Thursday, May 3, 2012

THINGS IN COMMON

When you choose a friend, do you choose someone completely different than you? Or do you tend to gravitate towards those with whom you share some common interests and maybe viewpoints?
Naturally, we tend to befriend those with whom we have at least some shared interests.
So why do we tend to wed people with whom we share few, if any, interests? Do we realy hope to build a life of common interests, discovered together? That is, I admit, a possibility. But is it not even more true that people with at least some shared interests are more likely to find something more in common thatn two people who have no foundation at the start?
I don't want to spend my life with someone exactly like me. That would be utterly boring. I do, however, want to spend my days with someone who shares some interests with me but who also will expose me to new things, new ideas, new insights and with whom I can discover things that we both enjoy. And maybe some things we both agree we don't like.

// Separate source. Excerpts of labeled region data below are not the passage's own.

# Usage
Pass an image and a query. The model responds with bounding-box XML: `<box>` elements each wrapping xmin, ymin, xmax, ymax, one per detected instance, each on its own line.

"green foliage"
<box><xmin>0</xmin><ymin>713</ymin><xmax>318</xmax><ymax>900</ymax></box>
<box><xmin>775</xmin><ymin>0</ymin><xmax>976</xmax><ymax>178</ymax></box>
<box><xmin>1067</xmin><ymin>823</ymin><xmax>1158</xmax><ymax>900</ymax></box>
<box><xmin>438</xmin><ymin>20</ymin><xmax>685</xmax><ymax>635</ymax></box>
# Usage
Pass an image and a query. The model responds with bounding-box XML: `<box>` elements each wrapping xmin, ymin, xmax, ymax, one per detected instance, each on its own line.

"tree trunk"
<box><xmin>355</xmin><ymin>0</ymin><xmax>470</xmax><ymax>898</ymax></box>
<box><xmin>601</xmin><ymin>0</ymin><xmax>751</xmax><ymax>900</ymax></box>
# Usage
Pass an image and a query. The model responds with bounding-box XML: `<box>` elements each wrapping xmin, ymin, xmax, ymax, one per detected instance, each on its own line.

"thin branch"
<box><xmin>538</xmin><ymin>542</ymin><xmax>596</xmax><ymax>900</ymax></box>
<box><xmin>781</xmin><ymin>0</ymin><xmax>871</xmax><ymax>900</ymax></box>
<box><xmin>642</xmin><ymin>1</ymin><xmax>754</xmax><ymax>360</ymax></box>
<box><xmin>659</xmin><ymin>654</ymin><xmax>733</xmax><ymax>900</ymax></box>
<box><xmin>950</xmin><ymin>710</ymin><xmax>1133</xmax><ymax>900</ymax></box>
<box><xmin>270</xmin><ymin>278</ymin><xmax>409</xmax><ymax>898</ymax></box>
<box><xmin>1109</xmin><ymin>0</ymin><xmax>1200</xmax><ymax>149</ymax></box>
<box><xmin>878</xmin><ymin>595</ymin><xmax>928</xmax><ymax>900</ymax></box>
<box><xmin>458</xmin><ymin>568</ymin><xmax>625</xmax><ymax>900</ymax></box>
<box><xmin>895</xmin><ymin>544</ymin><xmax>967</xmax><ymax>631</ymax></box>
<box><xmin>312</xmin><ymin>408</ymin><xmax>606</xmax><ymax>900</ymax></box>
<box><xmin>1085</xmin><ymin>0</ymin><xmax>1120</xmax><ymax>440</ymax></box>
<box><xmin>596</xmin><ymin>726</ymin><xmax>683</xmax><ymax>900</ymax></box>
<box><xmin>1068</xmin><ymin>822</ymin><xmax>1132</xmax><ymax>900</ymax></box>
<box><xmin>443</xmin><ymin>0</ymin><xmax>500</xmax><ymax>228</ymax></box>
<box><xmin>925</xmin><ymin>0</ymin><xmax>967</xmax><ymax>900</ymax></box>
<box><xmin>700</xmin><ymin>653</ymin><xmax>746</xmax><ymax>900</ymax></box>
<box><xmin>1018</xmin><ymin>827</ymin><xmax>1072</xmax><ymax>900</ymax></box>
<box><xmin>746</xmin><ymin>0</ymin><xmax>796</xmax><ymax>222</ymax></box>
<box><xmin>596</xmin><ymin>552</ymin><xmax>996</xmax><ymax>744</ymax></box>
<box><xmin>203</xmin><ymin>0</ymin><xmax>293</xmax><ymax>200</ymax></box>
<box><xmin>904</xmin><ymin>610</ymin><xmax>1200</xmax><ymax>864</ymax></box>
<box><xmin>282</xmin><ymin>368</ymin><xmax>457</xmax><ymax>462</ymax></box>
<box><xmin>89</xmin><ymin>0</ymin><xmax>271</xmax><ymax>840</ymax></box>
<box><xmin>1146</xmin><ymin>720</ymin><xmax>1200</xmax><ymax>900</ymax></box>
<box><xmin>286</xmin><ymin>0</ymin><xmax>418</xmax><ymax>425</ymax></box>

I want both a lover and a companion. And yet first we must be friends. I truly think the very best marriages I know are those between people who truly are each other's best friends. These are people who sometimes were friends first before they became lovers. And while I had often thought it impossible for a friend to turn into a lover, I now think that such a miracle can occur. And it is a miracle we should all seek.
For when the passions cool, as they will in time, and life takes on its daily routine, who would you rather be with? Someone you hardly know with whom you share few or no interests? Or a best friend with whom you can sit and talk, do things together and know that she is having just as much fun at it as you are?
I choose the latter. To me that is the only kind of relationship that truly lasts.